Manifestações e resultados

Por FABIANA FUTEMA

As manifestações vão chegar à defesa dos direitos do consumidor? Não sei dizer, mas espero que este tema entre na pauta de discussões.

O Brasil precisa melhorar muito. É o que diferencia uma democracia do autoritarismo. Governos eleitos pelo povo têm de fazer mais. Não nos contentamos com pouco, e nem devemos.

Vejamos, por exemplo, a defesa do consumidor. É óbvio que, com o Código de Defesa do Consumidor (CDC), instituído em 1990, as coisas melhoraram muito. Leis costumam ser mais fortes quando são fruto do amadurecimento de um país. Formalizam como se deve proceder e o que esperar de determinados relacionamentos, como os de consumo, pois demarcam limites.

Assim, vamos em frente. Dessa maneira, evoluímos e melhoramos.

O fato de criar e aprovar leis, contudo, não resolve tudo. Há que brigar por elas, para que se tornem realidade, mais do que cartas de intenções.

Pensemos, por exemplo, nas tarifas de ônibus. Elas impactam a vida dos cidadãos, e são caras. Tão ruins ou até piores do que seus preços são as dificuldades de locomoção. Ônibus que se arrastam, por horas, para percorrer 10 quilômetros ou um pouco mais em grandes cidades.

Temos a impressão de que, caminhando, o tempo despendido seria bem menor. O serviço mais caro é aquele que não funciona. O que não cumpre aquilo que é esperado pelas pessoas.

Quem sai de casa todos os dias, espera chegar ao trabalho em um tempo razoável, com algum conforto e higiene. Isso é pedir demais?
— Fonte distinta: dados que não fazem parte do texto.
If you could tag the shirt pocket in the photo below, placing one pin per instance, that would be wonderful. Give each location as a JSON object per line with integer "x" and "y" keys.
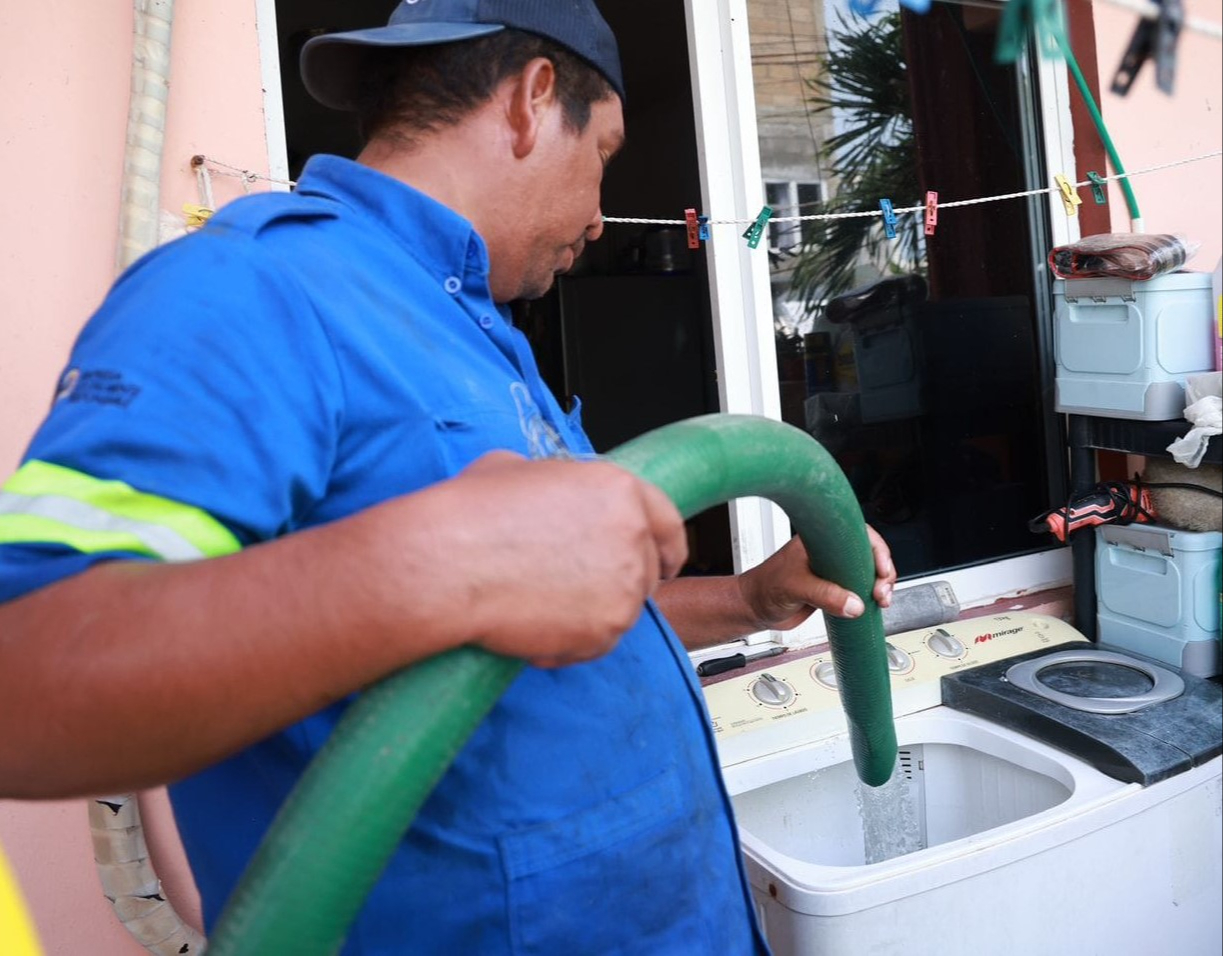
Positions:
{"x": 597, "y": 882}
Não, é desejar o possível.

Lamentavelmente, os serviços públicos no Brasil não têm qualidade. Dão-nos a impressão de que os impostos são meros instrumentos de arrecadação, sem a contrapartida de prestação de serviços.

Não há como colorir este quadro. Governantes falam como se não tivessem nenhuma responsabilidade por tudo isso. Só falta dizerem que concordam com tudo, mas que não podem fazer nada.

O ato de consumir produtos e serviços também tem a ver com cidadania. Não é simplesmente a aquisição de algo. É muito mais: a realização de um desejo ou de uma necessidade. Por que não mereceríamos um tratamento respeitoso, digno, com o cumprimento do que está escrito no contrato?

Situações como o não recebimento de um móvel já pago ou um celular que não funciona são semelhantes a cruzar um sinal vermelho no semáforo. Há um código de comportamento e normas de trânsito para que um carro não se choque com outro, e para que um pedestre não seja atropelado.

Ora, quem simplesmente ignora a sinalização comete um crime e quebra um acordo de convivência.

Da mesma forma, desrespeitar o consumidor é ignorar o que foi acordado.  Não vale o que foi combinado e firmado. Como viver em uma sociedade assim?

Democracia é um grande acordo, um ajuste de interesses às vezes opostos, frequentemente contraditórios, porque, como diz o ditado, em cada cabeça há uma sentença.

Quem entra em uma loja para comprar um produto, além de consumidor, também é cidadão, contribuinte e eleitor. Tem direitos legais definidos pelo CDC. O fato de atropelarem estas leis não significa que não sejam importantes.

Princípios e instituições democráticas não são óbvios. Temos de aprender a valorizá-los e a conviver com eles.

Com o tempo, adaptaremos nossos comportamentos aos códigos e às determinações mais avançadas. Assim como os manifestantes romperam suas inércias e foram às ruas protestar contra os reajustes das tarifas de ônibus.

Aceitamos muitas coisas, até o dia em que dizemos basta. Isso já ocorreu com a inflação e com a ditadura militar. Não há quem segure um povo que, unido e pacificamente, diga que não concorda com determinada prática, abuso ou desrespeito.

Muralhas não contêm justas reivindicações, se forem expostas com determinação e confiança. Isso vale para o transporte coletivo, bem como para as relações de consumo. Um dia o cenário mudará, e enxergaremos cores que, antes, não pareciam pertencer às palhetas já conhecidas.

Veremos, com o passar do tempo, o quanto mudamos de verdade.